We have a dataproc cluster with 10 Nodes and unable to understand how to set the parameter for --num-executor for spark jobs.
Below are the points which are confusing -
- Can we have less executor than number of worker nodes. If yes what will happen to idle worker nodes.
- Can we have more executor than number of worker nodes. where additional executor will run ?
- Can we run more than 1 spark application running using 1 executor per node ?
- Can we run 1 spark application using more than 1 executor per node ?
CodePudding user response:
An executor is just a Java process running running on their own JVM on some machine somewhere.
To answer your questions:
- Can we have less executor than number of worker nodes. If yes what will happen to idle worker nodes.
- Yes you can. That just means that the idle worker nodes won't have this Java process running on there.
- Can we have more executor than number of worker nodes. where additional executor will run?
- Yes you can, provided a single worker node can host your 2 JVMs (enough memory/cpu/...) and your resource manager can handle it.

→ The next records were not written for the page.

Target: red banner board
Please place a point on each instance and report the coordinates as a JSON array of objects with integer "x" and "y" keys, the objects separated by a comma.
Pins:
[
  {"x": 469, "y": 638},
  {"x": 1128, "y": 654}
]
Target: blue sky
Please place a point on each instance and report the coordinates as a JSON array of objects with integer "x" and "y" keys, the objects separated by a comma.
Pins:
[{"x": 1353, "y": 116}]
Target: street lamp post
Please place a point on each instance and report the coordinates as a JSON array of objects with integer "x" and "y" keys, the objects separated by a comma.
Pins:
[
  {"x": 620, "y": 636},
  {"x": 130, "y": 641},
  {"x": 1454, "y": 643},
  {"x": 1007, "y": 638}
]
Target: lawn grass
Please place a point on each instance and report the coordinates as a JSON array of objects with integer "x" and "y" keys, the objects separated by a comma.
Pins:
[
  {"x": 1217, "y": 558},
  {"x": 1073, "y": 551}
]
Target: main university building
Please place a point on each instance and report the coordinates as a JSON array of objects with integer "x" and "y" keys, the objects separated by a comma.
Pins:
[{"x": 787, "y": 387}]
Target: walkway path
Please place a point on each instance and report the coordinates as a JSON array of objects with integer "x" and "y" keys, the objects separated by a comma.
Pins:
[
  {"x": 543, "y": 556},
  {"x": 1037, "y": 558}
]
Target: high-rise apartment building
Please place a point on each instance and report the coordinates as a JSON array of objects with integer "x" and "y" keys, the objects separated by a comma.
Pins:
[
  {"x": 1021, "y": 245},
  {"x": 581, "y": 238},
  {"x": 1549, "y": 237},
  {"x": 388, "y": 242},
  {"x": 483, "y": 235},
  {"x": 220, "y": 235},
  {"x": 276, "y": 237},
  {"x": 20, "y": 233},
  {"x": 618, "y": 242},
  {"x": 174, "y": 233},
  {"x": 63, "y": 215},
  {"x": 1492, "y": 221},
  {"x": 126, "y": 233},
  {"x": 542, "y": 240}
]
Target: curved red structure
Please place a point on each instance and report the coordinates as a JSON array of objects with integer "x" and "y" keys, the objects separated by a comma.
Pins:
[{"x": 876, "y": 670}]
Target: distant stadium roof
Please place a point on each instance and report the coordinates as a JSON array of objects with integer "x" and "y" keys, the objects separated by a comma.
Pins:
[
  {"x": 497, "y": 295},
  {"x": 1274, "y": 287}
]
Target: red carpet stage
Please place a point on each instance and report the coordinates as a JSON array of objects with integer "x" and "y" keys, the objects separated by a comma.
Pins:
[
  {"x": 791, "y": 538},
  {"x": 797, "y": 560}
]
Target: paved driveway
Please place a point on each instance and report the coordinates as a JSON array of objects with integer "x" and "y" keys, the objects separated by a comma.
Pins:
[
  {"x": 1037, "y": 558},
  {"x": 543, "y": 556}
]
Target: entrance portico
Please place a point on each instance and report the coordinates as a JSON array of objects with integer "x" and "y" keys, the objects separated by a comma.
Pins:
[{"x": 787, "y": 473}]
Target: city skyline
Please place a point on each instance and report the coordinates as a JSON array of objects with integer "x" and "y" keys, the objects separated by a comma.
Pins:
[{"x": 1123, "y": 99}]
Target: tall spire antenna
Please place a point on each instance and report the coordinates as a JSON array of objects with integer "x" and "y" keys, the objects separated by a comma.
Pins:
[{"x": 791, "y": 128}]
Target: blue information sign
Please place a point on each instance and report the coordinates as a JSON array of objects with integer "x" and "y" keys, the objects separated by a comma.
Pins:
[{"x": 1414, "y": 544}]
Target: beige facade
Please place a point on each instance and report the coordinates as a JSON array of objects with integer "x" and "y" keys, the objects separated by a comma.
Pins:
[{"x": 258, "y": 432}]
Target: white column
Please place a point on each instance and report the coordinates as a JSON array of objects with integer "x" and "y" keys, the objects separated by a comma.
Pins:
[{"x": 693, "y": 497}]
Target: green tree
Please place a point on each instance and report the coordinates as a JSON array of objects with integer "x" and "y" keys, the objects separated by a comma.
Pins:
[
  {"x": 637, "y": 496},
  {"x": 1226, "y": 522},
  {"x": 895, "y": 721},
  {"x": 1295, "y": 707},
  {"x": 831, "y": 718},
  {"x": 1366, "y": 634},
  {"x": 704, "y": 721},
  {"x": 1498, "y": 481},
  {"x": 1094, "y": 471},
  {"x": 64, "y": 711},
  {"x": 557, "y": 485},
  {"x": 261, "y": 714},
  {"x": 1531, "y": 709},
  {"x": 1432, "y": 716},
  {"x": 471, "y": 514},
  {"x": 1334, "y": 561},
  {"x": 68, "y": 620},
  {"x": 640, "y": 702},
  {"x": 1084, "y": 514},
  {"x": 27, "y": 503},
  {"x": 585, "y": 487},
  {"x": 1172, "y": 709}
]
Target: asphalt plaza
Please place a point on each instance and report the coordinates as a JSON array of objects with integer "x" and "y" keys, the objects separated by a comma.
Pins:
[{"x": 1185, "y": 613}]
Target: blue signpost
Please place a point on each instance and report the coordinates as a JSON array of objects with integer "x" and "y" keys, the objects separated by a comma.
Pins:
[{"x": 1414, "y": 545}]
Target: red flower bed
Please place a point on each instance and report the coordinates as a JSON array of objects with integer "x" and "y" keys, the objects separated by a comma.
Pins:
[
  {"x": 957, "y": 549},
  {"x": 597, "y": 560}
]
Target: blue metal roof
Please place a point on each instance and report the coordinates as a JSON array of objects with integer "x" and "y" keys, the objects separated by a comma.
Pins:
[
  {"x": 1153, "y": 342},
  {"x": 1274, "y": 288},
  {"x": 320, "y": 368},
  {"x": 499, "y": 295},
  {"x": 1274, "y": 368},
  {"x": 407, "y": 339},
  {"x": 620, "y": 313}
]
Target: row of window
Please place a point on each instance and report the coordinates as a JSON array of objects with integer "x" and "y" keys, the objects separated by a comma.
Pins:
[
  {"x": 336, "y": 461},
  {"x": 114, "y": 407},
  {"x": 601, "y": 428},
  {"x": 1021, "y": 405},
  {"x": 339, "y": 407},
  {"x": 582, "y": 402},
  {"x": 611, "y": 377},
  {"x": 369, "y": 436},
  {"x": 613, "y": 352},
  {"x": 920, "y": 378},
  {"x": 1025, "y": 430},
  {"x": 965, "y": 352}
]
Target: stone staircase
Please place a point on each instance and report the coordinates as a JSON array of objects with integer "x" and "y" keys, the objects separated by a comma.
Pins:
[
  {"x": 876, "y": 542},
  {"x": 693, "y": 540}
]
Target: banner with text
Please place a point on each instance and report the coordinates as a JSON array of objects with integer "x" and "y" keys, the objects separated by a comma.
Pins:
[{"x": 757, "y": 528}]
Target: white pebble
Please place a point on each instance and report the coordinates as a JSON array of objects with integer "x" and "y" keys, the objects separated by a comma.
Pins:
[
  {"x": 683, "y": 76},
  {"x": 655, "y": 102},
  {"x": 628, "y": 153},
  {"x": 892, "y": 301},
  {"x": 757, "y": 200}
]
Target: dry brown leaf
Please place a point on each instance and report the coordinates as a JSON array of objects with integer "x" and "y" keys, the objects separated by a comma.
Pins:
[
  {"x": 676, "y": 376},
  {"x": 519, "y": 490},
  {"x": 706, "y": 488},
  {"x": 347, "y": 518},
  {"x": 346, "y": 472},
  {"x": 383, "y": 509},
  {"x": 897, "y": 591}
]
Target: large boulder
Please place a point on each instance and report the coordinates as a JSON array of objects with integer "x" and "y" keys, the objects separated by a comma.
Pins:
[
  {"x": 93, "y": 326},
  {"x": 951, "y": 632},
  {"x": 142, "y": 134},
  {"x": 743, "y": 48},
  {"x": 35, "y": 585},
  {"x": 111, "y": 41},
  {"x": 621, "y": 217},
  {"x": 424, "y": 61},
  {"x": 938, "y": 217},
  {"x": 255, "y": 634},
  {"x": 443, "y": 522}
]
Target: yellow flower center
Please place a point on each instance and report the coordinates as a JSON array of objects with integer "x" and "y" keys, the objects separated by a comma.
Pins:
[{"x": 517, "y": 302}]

The resource manager will decide which node will be hosting the additional executor process.
- Can we run more than 1 spark application running using 1 executor per node?
- This means that you'll have more than 1 executor on a single worker node, so same as point 2.
- Can we run 1 spark application using more than 1 executor per node ?
- This means that you'll have more than 1 executor on a single worker node, so same as point 2.
Hope this helps!